Sacred Time: Dawn (new beginnings)

Power: Creativity is sacred echo of Hura's force. Followers honor creation through art, invention, childbirth.

In Némand: Likely fragment of Ahura Mazda or Spenta Mainyu (creative principle). Kermanshah's unique interpretation shaped by local Azhur Ore deposits and consciousness patterns.

Story Integration: Protagonist visits Kermanshah, meets Hura-worshiping engineers/artisans. Their devices have slightly different aesthetic—emphasize creation over destruction. Could trade knowledge or obtain rare creative-aligned components.

Arouda (آرودا) - God of Protection

Symbol: Shield with intertwined grapevines OR mountain surrounded by stars

Domain: Protection, stability, integrity of physical and spiritual realms

Sacred Time: Twilight, transitions, moments requiring protection

Rituals: Guardian hymns, protective talismans

In Némand: Fragment of guardian Yazata (possibly Sraosha or protective aspect of Amesha Spentas). Power strongest during vulnerable transitions.

Practical Application:

  • Arouda Talismans: Tier 2 device. Shield-shaped pendant with grapevine etching. Provides passive protection against div influence during travel.
  • Twilight Wards: Barriers activated at dawn/dusk. Use Arouda's principle: protection strongest at transitions.

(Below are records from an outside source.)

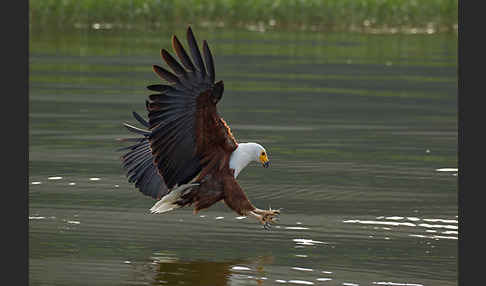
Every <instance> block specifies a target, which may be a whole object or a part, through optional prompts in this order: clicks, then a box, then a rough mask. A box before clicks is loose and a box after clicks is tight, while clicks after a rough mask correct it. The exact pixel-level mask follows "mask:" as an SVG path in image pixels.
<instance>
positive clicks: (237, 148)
mask: <svg viewBox="0 0 486 286" xmlns="http://www.w3.org/2000/svg"><path fill="white" fill-rule="evenodd" d="M251 161H256V162H260V163H262V165H263V167H265V168H268V166H270V160H269V159H268V153H267V151H266V150H265V148H263V146H262V145H260V144H258V143H239V144H238V147H237V148H236V150H235V151H233V154H231V158H230V168H231V169H234V170H235V178H236V177H237V176H238V174H239V173H240V172H241V170H243V168H245V167H246V165H248V163H250V162H251Z"/></svg>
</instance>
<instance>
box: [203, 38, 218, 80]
mask: <svg viewBox="0 0 486 286" xmlns="http://www.w3.org/2000/svg"><path fill="white" fill-rule="evenodd" d="M203 55H204V61H205V62H206V70H207V72H208V75H209V79H210V80H211V83H213V82H214V79H215V76H216V75H215V71H214V60H213V55H212V54H211V50H210V49H209V46H208V42H207V41H206V40H204V41H203Z"/></svg>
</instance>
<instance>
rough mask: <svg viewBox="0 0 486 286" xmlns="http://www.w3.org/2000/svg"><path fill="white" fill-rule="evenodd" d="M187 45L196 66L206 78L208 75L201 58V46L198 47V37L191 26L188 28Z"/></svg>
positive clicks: (201, 74)
mask: <svg viewBox="0 0 486 286" xmlns="http://www.w3.org/2000/svg"><path fill="white" fill-rule="evenodd" d="M187 43H188V45H189V50H190V52H191V55H192V60H193V61H194V64H195V65H196V67H197V69H198V70H199V72H200V73H201V75H202V76H203V77H204V76H205V75H206V69H205V68H204V63H203V60H202V58H201V52H200V51H199V46H198V45H197V41H196V37H195V36H194V33H193V32H192V29H191V26H189V27H188V28H187Z"/></svg>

Story Hint: Protagonist receives Arouda talisman from Kermanshah guardian. During dangerous journey through div-territory, talisman activates at twilight—creates protective field exactly when needed. Shows that regional deities, while fragments, have real power in their domains.

The Deev Hierarchy in Current Era

the Broken Sun's Shield fragmented the greater Deevs, but they adapt:

  • Tier 5 (Deev Lords): Āz, Aeshma, Akvan—still powerful enough to influence nations
  • Tier 4 (Named Deevs): Spazg, Bushyasta, Nasu—specific domains, widespread influence
  • Tier 3 (Regional Deevs): Stronger local fragments with territorial power
  • Tier 2 (Lesser Deevs): Province-specific entities, limited but persistent
  • Tier 1 (Div Fragments): Nearly folklore-level. Scary but defeatable by aware mortals.

Zahhak's Role: He is Āz-possessed king. Not Deev himself, but human fully corrupted by Deev Lord. This makes him more dangerous—combines mortal cunning with demonic hunger.